Всякий раз, когда жена пыталась завести с ним разговор о том, женится ли он после ее смерти, ему всегда удавалось увильнуть, свести дело к шутке или продемонстрировать преувеличенное раздражение, в очередной раз доказывая этим, что он не склонен даже думать о такой возможности. Но в одну из летних суббот, после дневного сна, когда они еще лежали в супружеской кровати вместе, под легкими одеялами, и вечерний воздух был приятен и свеж, и субботнюю полутьму рассекали полосы сладкого и теплого света, проникавшего сквозь щели жалюзи, она безо всякого предупреждения вдруг тихо заговорила с ним об этом, и сколько он ни пытался увернуться, притворяясь, будто не понимает, к чему она клонит, не дала ему увильнуть. Ведь он не останется одиноким всю свою жизнь? Но он ответил: «Почему бы нет, кто меня захочет?» И тогда она с непонятной сухостью сказала: «Всегда найдутся такие, которые захотят». И он на мгновенье растерялся от обиды, но промолчал. «Только не рожай детей, — сказала она, — не женись на слишком молодой, потому что тогда тебе придется рожать детей и ты усложнишь себе жизнь». Его сердце сжалось от ужаса, но он все еще надеялся отшутиться. «Почему бы нет, — игриво сказал он, — должен же я за кем-то ухаживать». Но она замолчала, будто ей нечего было прибавить, и он посмотрел на нее: ее лицо было тяжелым и мрачным, и он испугался, что она сердится, и снова начал недовольным тоном: «Я не желаю слышать все эти разговоры о смерти, завтра я буду переходить дорогу, и какой-нибудь псих меня раздавит». Она смерила его трезвым взглядом: «Почему? Тебе достаточно просто поостеречься». И он удивленно рассмеялся. Ее смерть вдруг показалась ему вспышкой ослепительного света, но одновременно — и нависшей над ним угрозой пожизненного одиночества.

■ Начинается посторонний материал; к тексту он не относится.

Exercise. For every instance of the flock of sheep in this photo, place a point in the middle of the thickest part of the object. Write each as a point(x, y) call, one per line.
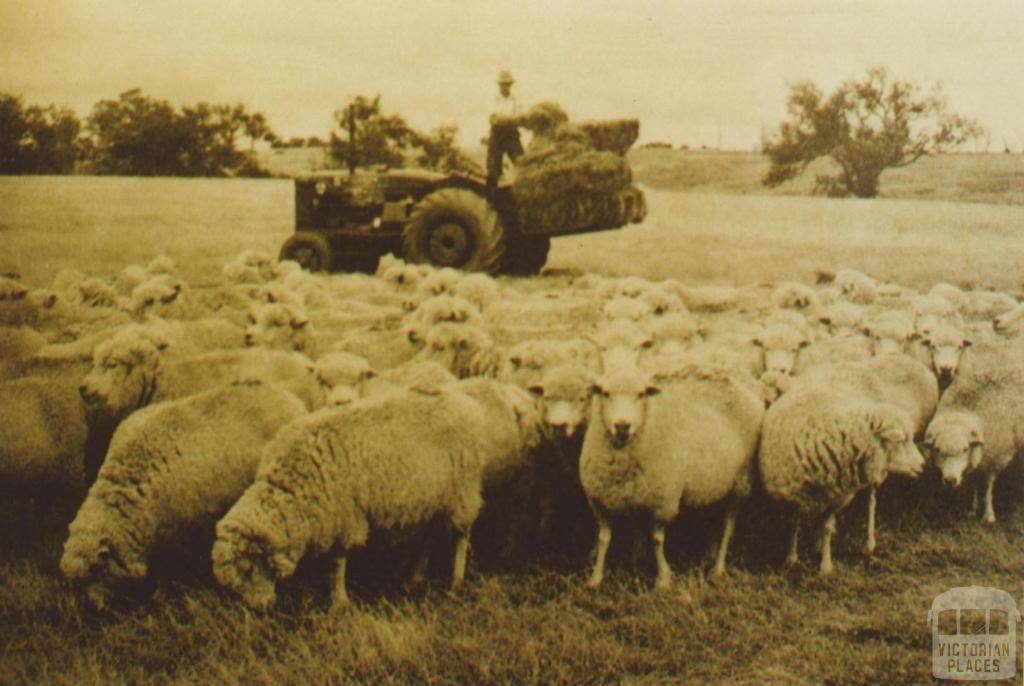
point(303, 414)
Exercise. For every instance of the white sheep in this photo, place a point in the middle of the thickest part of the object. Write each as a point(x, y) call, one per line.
point(564, 393)
point(794, 295)
point(341, 377)
point(856, 287)
point(978, 429)
point(1011, 323)
point(828, 437)
point(282, 327)
point(171, 469)
point(694, 445)
point(42, 440)
point(397, 460)
point(132, 370)
point(890, 331)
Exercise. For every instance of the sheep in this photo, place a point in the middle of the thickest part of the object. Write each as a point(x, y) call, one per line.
point(463, 349)
point(17, 344)
point(128, 279)
point(1011, 323)
point(780, 342)
point(398, 460)
point(163, 295)
point(282, 327)
point(694, 445)
point(942, 349)
point(132, 370)
point(856, 287)
point(250, 266)
point(171, 469)
point(626, 308)
point(42, 440)
point(564, 393)
point(795, 296)
point(479, 290)
point(890, 332)
point(951, 294)
point(341, 377)
point(525, 362)
point(978, 429)
point(987, 304)
point(704, 298)
point(828, 437)
point(842, 318)
point(681, 327)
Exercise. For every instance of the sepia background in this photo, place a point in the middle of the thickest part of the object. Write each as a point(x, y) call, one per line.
point(709, 82)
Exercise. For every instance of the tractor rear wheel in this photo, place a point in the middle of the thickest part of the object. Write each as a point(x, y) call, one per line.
point(455, 227)
point(526, 254)
point(310, 250)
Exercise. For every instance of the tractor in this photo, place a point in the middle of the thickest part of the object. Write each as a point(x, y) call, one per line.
point(346, 220)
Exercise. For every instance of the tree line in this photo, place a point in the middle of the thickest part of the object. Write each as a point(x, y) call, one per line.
point(138, 135)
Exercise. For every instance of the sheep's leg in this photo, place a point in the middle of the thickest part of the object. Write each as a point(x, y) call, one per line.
point(871, 506)
point(793, 557)
point(339, 596)
point(989, 517)
point(461, 553)
point(827, 530)
point(664, 580)
point(727, 528)
point(603, 541)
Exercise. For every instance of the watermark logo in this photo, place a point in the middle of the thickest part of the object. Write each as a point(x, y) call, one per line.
point(974, 634)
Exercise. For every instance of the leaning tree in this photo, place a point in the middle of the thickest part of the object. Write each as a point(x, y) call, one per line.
point(865, 127)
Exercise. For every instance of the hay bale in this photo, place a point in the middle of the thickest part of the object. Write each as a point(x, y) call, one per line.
point(566, 214)
point(543, 118)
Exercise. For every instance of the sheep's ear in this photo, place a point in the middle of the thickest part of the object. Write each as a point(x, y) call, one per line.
point(976, 454)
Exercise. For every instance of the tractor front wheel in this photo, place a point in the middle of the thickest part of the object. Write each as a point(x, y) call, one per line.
point(455, 227)
point(309, 250)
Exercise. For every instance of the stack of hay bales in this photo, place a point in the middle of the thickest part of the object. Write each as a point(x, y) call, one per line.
point(576, 176)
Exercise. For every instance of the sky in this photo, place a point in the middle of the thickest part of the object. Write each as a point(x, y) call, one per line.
point(696, 72)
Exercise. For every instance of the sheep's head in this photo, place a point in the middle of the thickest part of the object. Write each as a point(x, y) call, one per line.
point(243, 566)
point(893, 430)
point(1005, 323)
point(780, 347)
point(340, 377)
point(123, 377)
point(955, 443)
point(621, 394)
point(281, 327)
point(945, 346)
point(564, 394)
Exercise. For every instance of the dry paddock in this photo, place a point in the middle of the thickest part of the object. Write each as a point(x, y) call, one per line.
point(536, 624)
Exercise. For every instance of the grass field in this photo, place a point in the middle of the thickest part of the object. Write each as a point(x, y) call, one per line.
point(535, 625)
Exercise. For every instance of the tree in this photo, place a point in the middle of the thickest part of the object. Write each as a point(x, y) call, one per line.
point(369, 136)
point(440, 153)
point(139, 135)
point(864, 127)
point(36, 139)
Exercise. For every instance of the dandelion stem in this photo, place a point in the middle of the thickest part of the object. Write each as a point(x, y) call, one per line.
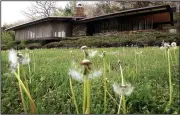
point(124, 100)
point(21, 93)
point(170, 82)
point(124, 104)
point(26, 91)
point(119, 104)
point(136, 63)
point(105, 87)
point(88, 96)
point(84, 96)
point(73, 95)
point(112, 98)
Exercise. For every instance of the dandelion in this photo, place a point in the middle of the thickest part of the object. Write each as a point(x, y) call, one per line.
point(76, 75)
point(174, 45)
point(95, 74)
point(162, 48)
point(166, 45)
point(124, 90)
point(84, 47)
point(93, 53)
point(86, 62)
point(17, 58)
point(102, 54)
point(138, 52)
point(24, 59)
point(13, 59)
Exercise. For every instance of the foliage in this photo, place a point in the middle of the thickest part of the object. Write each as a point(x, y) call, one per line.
point(34, 46)
point(49, 83)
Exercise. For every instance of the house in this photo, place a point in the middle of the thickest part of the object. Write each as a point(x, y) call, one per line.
point(128, 20)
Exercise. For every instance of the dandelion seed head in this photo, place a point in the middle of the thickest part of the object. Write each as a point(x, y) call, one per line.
point(95, 74)
point(92, 53)
point(86, 62)
point(125, 90)
point(23, 59)
point(84, 47)
point(138, 52)
point(166, 44)
point(162, 47)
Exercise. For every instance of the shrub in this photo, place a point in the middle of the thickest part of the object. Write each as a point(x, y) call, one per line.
point(34, 46)
point(53, 45)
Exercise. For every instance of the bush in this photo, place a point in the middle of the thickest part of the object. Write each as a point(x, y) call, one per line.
point(53, 45)
point(34, 46)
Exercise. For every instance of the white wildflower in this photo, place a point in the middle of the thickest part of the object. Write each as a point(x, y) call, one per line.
point(85, 62)
point(76, 75)
point(84, 47)
point(95, 74)
point(162, 47)
point(166, 44)
point(125, 90)
point(92, 53)
point(102, 54)
point(25, 59)
point(138, 52)
point(174, 45)
point(173, 31)
point(17, 58)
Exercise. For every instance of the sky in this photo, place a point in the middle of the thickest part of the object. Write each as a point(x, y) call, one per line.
point(11, 11)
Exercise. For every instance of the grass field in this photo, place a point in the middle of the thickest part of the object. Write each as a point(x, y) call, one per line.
point(49, 81)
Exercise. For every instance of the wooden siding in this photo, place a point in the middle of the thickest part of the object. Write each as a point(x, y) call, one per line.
point(61, 29)
point(45, 30)
point(127, 23)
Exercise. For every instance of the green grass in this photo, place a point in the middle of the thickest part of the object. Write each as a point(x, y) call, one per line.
point(49, 84)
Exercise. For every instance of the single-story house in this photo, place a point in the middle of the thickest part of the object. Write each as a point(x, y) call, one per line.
point(128, 20)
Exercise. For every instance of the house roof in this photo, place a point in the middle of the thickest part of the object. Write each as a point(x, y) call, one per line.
point(151, 9)
point(143, 10)
point(44, 20)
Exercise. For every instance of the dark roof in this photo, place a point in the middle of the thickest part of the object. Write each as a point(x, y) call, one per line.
point(129, 12)
point(44, 20)
point(111, 15)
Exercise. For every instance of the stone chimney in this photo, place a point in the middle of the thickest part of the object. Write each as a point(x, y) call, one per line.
point(79, 11)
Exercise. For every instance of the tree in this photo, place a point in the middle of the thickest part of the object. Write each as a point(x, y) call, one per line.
point(41, 9)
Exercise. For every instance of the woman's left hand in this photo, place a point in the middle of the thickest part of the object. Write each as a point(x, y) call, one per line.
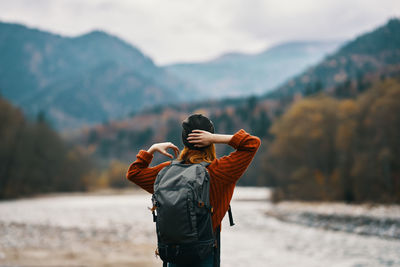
point(200, 138)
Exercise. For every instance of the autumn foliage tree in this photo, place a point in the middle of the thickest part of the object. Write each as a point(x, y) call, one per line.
point(34, 158)
point(330, 149)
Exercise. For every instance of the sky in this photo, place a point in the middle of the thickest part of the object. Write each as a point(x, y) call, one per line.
point(171, 31)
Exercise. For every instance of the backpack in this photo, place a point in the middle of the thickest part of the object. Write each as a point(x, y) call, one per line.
point(183, 221)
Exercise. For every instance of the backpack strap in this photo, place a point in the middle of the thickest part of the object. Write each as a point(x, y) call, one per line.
point(204, 164)
point(176, 161)
point(231, 223)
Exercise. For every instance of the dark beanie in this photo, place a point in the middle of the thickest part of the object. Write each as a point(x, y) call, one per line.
point(195, 122)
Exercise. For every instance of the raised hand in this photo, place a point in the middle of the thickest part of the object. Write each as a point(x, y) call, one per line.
point(200, 138)
point(162, 149)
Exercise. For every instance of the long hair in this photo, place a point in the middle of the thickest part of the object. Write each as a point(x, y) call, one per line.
point(191, 156)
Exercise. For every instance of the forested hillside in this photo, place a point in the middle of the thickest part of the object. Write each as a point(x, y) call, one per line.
point(331, 149)
point(82, 80)
point(334, 121)
point(34, 158)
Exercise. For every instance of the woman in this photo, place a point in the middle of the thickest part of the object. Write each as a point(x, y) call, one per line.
point(199, 138)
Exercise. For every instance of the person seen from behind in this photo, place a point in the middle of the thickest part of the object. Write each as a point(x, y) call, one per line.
point(199, 138)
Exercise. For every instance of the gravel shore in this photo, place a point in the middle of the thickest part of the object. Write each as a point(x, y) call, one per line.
point(116, 229)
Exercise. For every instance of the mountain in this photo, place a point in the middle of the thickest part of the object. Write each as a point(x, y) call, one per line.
point(372, 54)
point(87, 79)
point(238, 74)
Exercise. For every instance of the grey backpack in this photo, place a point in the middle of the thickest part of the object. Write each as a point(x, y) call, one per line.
point(181, 200)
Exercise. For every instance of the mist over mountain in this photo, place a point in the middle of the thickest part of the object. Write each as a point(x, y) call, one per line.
point(82, 80)
point(376, 53)
point(238, 74)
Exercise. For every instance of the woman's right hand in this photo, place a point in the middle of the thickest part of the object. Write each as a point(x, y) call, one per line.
point(163, 147)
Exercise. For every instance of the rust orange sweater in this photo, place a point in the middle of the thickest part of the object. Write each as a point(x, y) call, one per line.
point(224, 172)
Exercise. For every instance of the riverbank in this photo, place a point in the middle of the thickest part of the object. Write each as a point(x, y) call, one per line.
point(363, 219)
point(116, 229)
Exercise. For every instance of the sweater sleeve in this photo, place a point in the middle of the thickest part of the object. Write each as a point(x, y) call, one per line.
point(141, 174)
point(229, 169)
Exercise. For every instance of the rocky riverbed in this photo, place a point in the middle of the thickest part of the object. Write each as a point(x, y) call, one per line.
point(116, 230)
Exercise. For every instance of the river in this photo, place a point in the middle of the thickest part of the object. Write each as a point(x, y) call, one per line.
point(117, 230)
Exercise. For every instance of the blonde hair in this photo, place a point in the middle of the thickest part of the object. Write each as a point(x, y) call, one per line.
point(196, 156)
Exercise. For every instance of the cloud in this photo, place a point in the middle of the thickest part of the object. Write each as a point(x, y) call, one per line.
point(180, 30)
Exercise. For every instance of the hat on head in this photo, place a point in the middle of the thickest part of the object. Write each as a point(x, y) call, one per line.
point(195, 122)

Потому что иногда ему именно так и казалось — будто она уже опередила его и ушла по направлению к своей желанной цели, даже вещи все бросила, и записалась в очередь, и уже выиграла настоящий покой, в то время как он все еще торчит здесь, в пустом доме, хлопочет вокруг детей, заботится о еде и ухаживает за ее престарелой матерью. И даже напряженное внимание к нему, вызванное у всех ее смертью, тоже спадало. Люди словно теряли интерес и отдалялись от него, как будто их только и привлекали к нему болезнь и смерть, и даже его дети становились все более равнодушными и ленивыми, уже не бросались, как прежде, стремглав выполнять его указания и не искали одобрения в его взгляде, и он сам уже поймал себя на том, что стал порой впадать в слезливость по самому ничтожному и неожиданному поводу, потому что спустя неделю после окончания траура, в пятницу вечером, когда дочь приехала на очередную побывку, а сын-студент освободился от занятий, и они всей семьей сели за стол, и он сказал дочери, чтобы она зажгла субботние свечи, и она зажгла их, ему на глаза вдруг навернулись слезы. Позже вечером он позвонил своей матери в Иерусалим, поздравить ее с наступлением субботы, а потом поехал в дом престарелых, на соседний склон Кармеля, чтобы привезти тещу.